中国新聞・参院選2001
中国5県の参院選不在者投票、前回比大幅増 '01/7/20

 中国五県の参院選の不在者投票の中間まとめが十九日、出そろった。三年前の前回の同時期と比べ、広島、岡山が一・五倍強、山口、島根、鳥取は二倍を超えている。投票条件を緩和した公選法改正の定着に加え、「小泉ブーム」が有権者の政治参加を促しているとの見方もあり、投票率も前回を上回りそうだ。

 広島県選管は九十三市区町村選管のうち二十六選管を抽出し、十八日分までを集計。投票者は二万千九百九十八人で、前回同期の一・五六倍となった。山口県は十五日現在の全県投票者を調査。六千七百八十四人で二・一八倍と、五県で最高の伸びとなっている。

 岡山県も十五日現在の全県投票者を集計し、一万四千三百八十六人と一・五八倍。十五日現在で十二市町を抽出した島根県は千八百二十四人で二・〇二倍、四市の十八日現在を集計した鳥取県は、三千七百八十四人で二・〇九倍となった。

 不在者投票は一九九八年六月から、レジャーなどの理由でも投票可能となり、投票時間も三時間延長された。広島県選管は「公選法の改正後、三回目の国政選挙となり、有権者に浸透してきたのでは」とみる。

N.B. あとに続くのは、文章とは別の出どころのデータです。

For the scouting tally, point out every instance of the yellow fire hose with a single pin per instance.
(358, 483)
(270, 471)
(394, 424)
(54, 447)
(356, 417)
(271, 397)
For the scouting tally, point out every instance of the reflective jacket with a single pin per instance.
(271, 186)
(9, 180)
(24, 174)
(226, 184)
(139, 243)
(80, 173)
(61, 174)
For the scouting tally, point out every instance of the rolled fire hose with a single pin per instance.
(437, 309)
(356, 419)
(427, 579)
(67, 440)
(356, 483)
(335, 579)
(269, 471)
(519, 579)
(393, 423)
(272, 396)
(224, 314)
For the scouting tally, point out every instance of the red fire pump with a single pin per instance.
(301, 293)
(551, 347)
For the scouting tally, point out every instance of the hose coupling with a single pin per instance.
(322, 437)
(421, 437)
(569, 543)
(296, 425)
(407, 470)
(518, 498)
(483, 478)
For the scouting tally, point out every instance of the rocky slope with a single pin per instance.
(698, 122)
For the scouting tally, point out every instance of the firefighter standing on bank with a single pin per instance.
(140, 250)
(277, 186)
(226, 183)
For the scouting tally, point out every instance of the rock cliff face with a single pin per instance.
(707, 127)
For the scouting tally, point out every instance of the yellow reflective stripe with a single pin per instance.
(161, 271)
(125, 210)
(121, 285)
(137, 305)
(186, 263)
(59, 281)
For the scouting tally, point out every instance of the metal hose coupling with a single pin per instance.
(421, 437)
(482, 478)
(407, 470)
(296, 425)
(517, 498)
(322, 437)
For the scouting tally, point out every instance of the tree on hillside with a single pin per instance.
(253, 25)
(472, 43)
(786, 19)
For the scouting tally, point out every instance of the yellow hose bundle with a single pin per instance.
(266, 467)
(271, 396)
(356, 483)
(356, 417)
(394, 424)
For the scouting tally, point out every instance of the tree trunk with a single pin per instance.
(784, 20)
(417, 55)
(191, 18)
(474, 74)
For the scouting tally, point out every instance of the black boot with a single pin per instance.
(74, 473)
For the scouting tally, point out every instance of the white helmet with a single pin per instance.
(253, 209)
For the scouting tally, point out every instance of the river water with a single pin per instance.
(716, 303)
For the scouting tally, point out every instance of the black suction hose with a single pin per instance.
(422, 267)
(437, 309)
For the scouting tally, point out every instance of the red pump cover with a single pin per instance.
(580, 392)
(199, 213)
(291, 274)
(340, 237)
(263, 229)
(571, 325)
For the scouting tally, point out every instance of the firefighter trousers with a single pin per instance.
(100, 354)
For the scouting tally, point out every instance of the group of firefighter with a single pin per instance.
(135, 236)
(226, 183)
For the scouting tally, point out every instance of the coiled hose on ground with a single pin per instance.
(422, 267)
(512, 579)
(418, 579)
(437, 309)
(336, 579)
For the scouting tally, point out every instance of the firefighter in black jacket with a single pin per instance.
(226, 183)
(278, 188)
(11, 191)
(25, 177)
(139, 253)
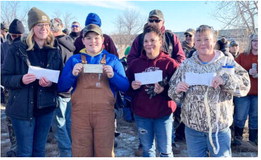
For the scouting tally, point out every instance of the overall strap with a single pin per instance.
(83, 58)
(103, 60)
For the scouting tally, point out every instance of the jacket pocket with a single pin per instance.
(47, 97)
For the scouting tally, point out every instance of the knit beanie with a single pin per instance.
(36, 16)
(127, 51)
(16, 27)
(93, 18)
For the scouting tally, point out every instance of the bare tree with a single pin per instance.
(10, 11)
(238, 14)
(67, 18)
(128, 25)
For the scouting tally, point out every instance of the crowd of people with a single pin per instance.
(205, 89)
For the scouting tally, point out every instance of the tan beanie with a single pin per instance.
(35, 16)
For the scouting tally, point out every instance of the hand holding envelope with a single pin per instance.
(44, 75)
(149, 77)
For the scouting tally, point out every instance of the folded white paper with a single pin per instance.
(199, 78)
(51, 75)
(92, 68)
(149, 77)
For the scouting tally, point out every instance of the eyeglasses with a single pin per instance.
(41, 25)
(154, 20)
(76, 26)
(188, 35)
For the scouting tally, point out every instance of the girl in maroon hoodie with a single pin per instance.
(150, 103)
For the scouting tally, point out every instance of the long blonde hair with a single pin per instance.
(249, 48)
(49, 42)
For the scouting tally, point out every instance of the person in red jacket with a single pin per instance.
(153, 109)
(247, 106)
(170, 43)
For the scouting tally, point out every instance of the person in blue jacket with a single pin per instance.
(93, 95)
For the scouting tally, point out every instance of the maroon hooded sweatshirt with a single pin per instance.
(159, 105)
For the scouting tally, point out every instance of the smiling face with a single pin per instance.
(156, 21)
(152, 45)
(205, 43)
(93, 42)
(41, 31)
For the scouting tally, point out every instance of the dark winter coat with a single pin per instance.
(5, 47)
(24, 100)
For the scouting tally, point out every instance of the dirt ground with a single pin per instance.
(127, 142)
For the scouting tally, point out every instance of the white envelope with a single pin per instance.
(92, 68)
(51, 75)
(199, 78)
(149, 77)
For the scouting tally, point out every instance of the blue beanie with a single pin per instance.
(93, 18)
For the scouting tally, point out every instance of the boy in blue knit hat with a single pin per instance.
(108, 45)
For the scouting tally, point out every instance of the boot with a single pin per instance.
(238, 136)
(253, 136)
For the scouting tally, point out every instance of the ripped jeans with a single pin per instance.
(155, 129)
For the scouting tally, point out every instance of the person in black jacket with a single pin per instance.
(31, 101)
(16, 30)
(62, 120)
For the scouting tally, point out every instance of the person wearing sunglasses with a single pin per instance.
(171, 44)
(207, 107)
(76, 30)
(188, 43)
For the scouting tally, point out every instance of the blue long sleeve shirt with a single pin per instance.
(117, 82)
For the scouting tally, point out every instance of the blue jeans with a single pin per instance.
(160, 129)
(62, 127)
(31, 135)
(246, 106)
(198, 144)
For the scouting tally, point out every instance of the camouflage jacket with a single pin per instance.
(193, 111)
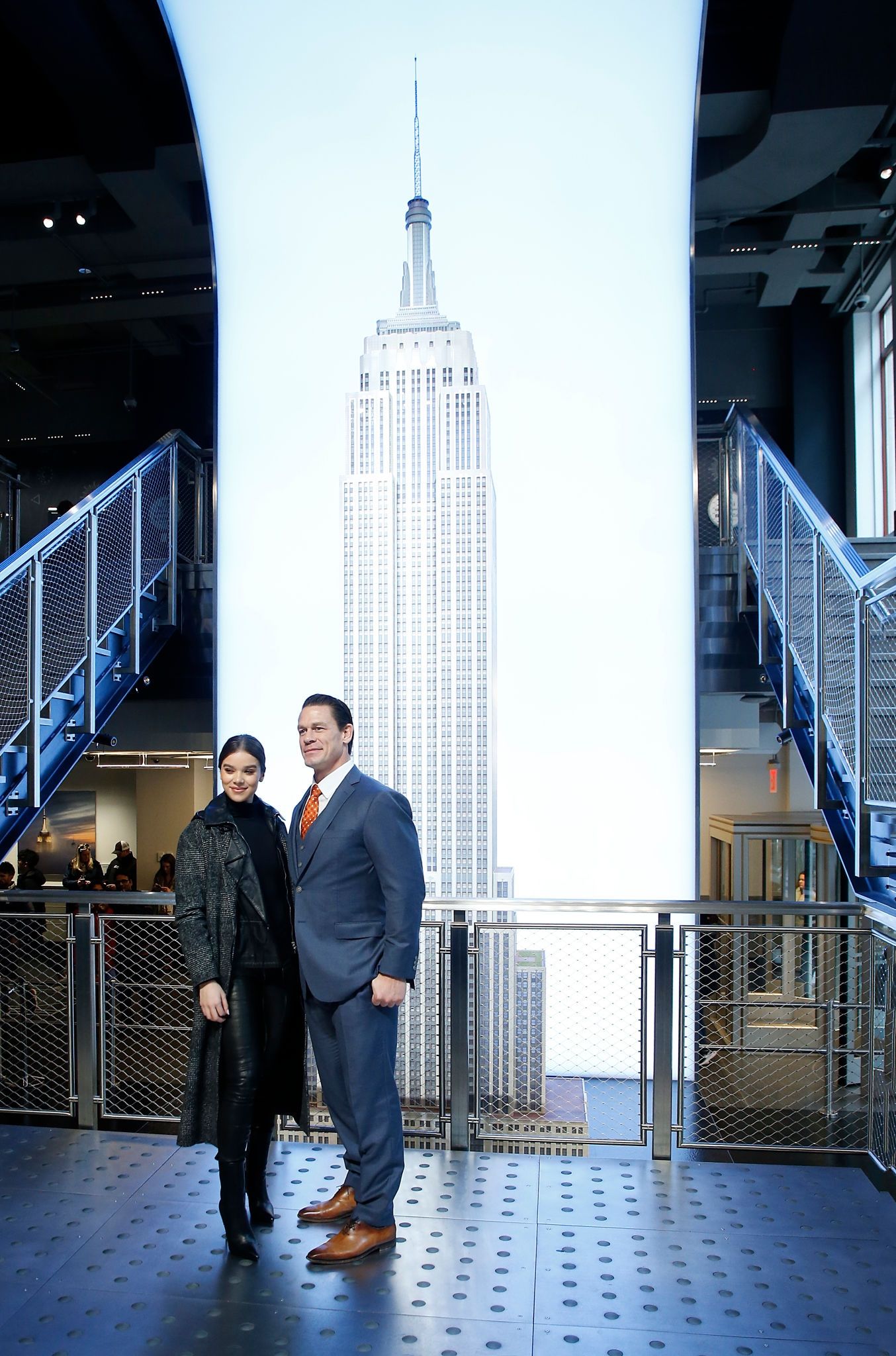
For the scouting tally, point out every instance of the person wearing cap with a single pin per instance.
(122, 861)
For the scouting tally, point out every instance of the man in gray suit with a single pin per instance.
(358, 881)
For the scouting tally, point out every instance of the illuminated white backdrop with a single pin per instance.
(557, 163)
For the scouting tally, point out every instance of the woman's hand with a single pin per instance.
(213, 1001)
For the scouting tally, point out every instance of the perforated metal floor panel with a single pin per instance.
(117, 1239)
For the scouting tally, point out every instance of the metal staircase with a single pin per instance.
(85, 608)
(825, 623)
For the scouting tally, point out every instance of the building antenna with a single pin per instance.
(418, 186)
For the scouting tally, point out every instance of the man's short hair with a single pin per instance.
(341, 711)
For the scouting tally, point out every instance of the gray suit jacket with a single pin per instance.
(358, 889)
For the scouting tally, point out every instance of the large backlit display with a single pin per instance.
(557, 162)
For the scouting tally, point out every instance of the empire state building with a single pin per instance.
(419, 574)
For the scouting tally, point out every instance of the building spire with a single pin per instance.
(418, 186)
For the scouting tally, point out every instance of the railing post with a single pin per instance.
(137, 566)
(761, 554)
(87, 1083)
(171, 604)
(724, 491)
(818, 665)
(787, 587)
(862, 818)
(663, 971)
(36, 679)
(460, 1008)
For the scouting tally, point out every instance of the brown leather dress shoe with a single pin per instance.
(354, 1239)
(338, 1206)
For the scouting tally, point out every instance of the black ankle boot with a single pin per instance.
(236, 1222)
(261, 1207)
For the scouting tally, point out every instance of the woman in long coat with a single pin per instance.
(247, 1053)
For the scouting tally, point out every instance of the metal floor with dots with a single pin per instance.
(113, 1241)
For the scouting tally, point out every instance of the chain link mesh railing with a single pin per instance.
(708, 489)
(543, 1073)
(803, 593)
(776, 1038)
(881, 701)
(64, 609)
(146, 1018)
(839, 657)
(14, 655)
(773, 542)
(787, 1028)
(187, 472)
(114, 559)
(36, 1014)
(155, 518)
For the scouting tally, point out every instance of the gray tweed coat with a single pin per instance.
(214, 867)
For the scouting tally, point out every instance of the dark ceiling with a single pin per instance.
(796, 111)
(121, 307)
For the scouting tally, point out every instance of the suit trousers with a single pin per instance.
(355, 1047)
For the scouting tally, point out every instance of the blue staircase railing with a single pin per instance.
(85, 608)
(826, 628)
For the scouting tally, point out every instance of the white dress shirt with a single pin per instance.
(331, 783)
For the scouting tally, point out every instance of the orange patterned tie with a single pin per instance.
(310, 812)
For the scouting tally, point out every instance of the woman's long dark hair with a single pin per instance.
(247, 745)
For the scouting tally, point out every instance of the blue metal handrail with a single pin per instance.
(827, 636)
(83, 608)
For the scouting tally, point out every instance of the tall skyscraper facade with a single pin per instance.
(419, 574)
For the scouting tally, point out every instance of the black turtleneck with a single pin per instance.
(262, 943)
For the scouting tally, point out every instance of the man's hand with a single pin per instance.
(388, 992)
(213, 1001)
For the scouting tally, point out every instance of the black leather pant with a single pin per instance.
(253, 1047)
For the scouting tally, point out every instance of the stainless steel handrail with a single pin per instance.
(125, 967)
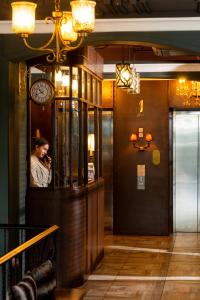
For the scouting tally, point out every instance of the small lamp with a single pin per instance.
(23, 17)
(83, 15)
(141, 143)
(66, 28)
(91, 143)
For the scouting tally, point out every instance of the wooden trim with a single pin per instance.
(25, 246)
(85, 138)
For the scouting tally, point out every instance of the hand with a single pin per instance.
(48, 162)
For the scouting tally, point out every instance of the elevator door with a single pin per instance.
(186, 172)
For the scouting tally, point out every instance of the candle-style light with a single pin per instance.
(70, 28)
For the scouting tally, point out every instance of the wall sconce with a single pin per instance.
(139, 141)
(91, 143)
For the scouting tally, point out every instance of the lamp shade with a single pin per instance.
(133, 137)
(135, 84)
(23, 17)
(91, 143)
(123, 76)
(83, 15)
(66, 29)
(148, 137)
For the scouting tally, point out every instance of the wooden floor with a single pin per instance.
(144, 268)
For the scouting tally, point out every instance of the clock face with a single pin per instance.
(42, 91)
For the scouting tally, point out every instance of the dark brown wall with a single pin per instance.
(137, 211)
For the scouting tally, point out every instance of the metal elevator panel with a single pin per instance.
(186, 180)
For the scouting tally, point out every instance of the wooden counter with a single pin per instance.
(80, 215)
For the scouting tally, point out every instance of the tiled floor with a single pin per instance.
(144, 268)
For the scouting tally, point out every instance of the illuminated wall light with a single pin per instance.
(141, 143)
(23, 17)
(123, 76)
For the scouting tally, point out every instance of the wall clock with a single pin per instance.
(42, 91)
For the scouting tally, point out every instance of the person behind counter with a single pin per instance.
(40, 172)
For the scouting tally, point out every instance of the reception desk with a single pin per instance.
(80, 215)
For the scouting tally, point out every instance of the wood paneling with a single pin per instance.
(138, 211)
(79, 215)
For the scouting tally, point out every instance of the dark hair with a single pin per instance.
(40, 142)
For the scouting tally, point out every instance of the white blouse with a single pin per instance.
(40, 176)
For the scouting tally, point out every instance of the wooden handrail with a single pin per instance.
(28, 244)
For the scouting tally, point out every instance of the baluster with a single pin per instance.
(3, 275)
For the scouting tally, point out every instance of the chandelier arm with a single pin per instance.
(70, 48)
(42, 48)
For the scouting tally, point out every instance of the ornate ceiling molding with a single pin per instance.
(124, 25)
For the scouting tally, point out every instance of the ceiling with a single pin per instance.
(119, 8)
(139, 54)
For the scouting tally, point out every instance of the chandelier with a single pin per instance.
(189, 90)
(70, 27)
(127, 78)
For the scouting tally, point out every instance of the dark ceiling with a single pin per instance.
(119, 8)
(140, 54)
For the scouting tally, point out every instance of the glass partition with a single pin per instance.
(70, 122)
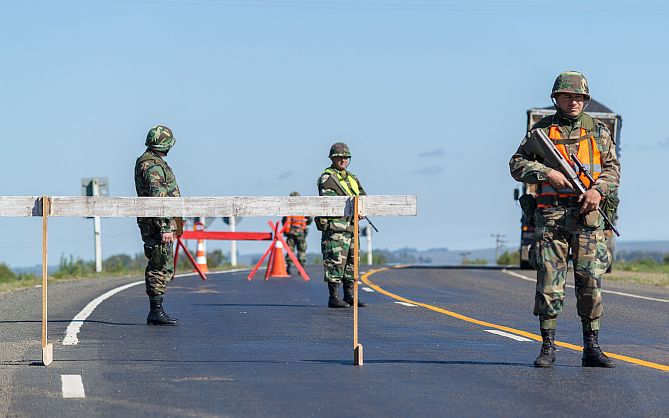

 一方、各陣営は投票率に強い関心を寄せる。山口の自民陣営は「山口きらら博があり、事前に投票する人も多いだろう。小泉人気で投票率は上がる」と予想。岡山の民主陣営は「政治への関心が高まっている証拠。小泉人気の風向きが変わりつつあり、無党派層に食い込みたい」と意気込む。

 島根の陣営の中には、「比例代表への非拘束名簿式の導入で、関係団体が働きかけを強めているのでは」との見方も。鳥取の各陣営は「投票率が上がれば、うちが有利」と口をそろえる。